MemCast: Memory-Driven Time Series Forecasting with Experience-Conditioned Reasoning
MemCast introduces a novel time series forecasting framework that leverages large language models with hierarchical memory structures to improve prediction accuracy. The method organizes learned experiences into historical patterns, reasoning wisdom, and temporal laws, while incorporating dynamic confidence adaptation for continual learning without test set contamination.

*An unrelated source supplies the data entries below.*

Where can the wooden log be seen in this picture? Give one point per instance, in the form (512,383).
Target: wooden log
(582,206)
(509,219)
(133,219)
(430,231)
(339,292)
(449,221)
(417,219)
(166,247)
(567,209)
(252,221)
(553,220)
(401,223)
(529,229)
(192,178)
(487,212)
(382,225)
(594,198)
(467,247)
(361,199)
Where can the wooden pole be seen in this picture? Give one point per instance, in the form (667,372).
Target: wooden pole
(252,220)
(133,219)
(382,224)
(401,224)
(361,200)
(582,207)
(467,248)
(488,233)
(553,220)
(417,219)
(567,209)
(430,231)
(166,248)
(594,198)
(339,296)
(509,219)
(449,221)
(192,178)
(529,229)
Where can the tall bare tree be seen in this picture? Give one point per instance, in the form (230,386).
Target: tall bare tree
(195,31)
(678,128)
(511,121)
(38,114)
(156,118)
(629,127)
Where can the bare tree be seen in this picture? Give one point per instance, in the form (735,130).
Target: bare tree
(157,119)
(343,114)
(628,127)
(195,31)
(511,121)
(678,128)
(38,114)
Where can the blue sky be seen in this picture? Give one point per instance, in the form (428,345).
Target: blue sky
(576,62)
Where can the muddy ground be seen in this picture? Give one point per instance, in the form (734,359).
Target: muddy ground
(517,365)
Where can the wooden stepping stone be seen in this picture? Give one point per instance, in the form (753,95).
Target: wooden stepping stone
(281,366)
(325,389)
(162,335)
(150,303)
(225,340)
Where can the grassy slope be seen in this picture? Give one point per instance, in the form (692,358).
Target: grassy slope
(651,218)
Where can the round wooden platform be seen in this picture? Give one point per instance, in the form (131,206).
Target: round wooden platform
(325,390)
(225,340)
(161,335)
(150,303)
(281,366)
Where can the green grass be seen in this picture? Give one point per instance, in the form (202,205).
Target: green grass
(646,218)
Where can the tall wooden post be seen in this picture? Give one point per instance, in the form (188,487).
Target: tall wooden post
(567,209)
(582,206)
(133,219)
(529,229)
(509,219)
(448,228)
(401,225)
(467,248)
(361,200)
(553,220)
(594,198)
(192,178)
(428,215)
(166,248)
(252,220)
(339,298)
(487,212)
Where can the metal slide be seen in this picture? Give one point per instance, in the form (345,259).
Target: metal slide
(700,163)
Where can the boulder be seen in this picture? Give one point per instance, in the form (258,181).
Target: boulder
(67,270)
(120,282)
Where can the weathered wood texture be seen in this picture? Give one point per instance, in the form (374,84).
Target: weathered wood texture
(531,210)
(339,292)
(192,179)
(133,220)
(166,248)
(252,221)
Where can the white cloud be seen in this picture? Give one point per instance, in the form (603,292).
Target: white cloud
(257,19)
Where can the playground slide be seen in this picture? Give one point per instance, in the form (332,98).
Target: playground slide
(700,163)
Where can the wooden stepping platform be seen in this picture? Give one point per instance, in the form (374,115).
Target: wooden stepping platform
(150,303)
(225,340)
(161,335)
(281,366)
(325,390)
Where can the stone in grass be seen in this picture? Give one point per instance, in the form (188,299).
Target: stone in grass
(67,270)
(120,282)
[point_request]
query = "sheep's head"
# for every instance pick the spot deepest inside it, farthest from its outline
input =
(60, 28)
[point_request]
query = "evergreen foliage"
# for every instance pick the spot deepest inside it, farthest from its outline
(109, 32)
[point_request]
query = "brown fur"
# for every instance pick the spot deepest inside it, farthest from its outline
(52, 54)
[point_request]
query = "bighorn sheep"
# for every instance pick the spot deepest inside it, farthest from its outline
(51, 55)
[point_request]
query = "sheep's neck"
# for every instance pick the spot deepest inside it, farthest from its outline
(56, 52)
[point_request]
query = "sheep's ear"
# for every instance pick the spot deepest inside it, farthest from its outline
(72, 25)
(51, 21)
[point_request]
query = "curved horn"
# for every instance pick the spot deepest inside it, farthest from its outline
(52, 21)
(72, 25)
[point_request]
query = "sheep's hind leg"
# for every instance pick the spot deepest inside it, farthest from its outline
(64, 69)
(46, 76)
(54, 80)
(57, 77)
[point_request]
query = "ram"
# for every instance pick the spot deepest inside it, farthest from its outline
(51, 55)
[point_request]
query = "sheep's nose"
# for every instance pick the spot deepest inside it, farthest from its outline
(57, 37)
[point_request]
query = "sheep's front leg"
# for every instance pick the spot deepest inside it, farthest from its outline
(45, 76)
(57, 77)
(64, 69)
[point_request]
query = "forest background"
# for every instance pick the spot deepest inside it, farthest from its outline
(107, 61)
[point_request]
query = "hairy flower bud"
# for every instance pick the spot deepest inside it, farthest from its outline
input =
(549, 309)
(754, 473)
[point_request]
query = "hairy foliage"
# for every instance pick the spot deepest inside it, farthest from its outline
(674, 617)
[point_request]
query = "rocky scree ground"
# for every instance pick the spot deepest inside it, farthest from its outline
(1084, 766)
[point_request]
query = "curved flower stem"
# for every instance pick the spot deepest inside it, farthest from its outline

MemCast represents an incremental but meaningful advancement in applying large language models to time series forecasting, a domain increasingly critical for financial markets, supply chain optimization, and resource planning. The framework's core innovation lies in formalizing how LLMs accumulate and leverage experience—traditionally, neural forecasters operate as stateless predictors without explicit knowledge retention mechanisms. By organizing learned patterns hierarchically and enabling reflective iteration, MemCast addresses a fundamental limitation in existing LLM-based forecasters.
The research builds on growing momentum in using language models for numerical prediction tasks. While LLMs weren't originally designed for quantitative forecasting, their reasoning capabilities and ability to process textual context have proven surprisingly effective. MemCast advances this trend by introducing mechanisms for experience accumulation and continual adaptation—features essential for real-world deployment where market regimes and data distributions shift over time.
For practitioners, the implications span multiple domains. Financial institutions exploring LLM-based forecasting for algorithmic trading or risk management could benefit from improved accuracy. Supply chain optimization and energy demand forecasting represent additional high-value applications. The dynamic confidence adaptation strategy is particularly noteworthy, as it enables models to evolve with new data without catastrophic forgetting or distribution leakage—a critical requirement for production systems.
Looking forward, the success of MemCast validates the broader research direction of combining symbolic reasoning with neural forecasting. Future work likely explores scaling these memory mechanisms to higher-dimensional financial data and integrating multi-modal signals, which could reshape how institutions approach quantitative prediction.
- →MemCast reformulates time series forecasting as experience-conditioned reasoning, organizing learned patterns into hierarchical memory structures.
- →The framework introduces dynamic confidence adaptation enabling continual model evolution without test set distribution leakage.
- →Experimental results demonstrate consistent improvements over existing LLM-based and traditional forecasting methods across multiple datasets.
- →The approach combines historical patterns, reasoning trajectories, and temporal laws to guide inference and improve prediction accuracy.
- →Code availability supports reproducibility and potential adoption in research and production forecasting pipelines.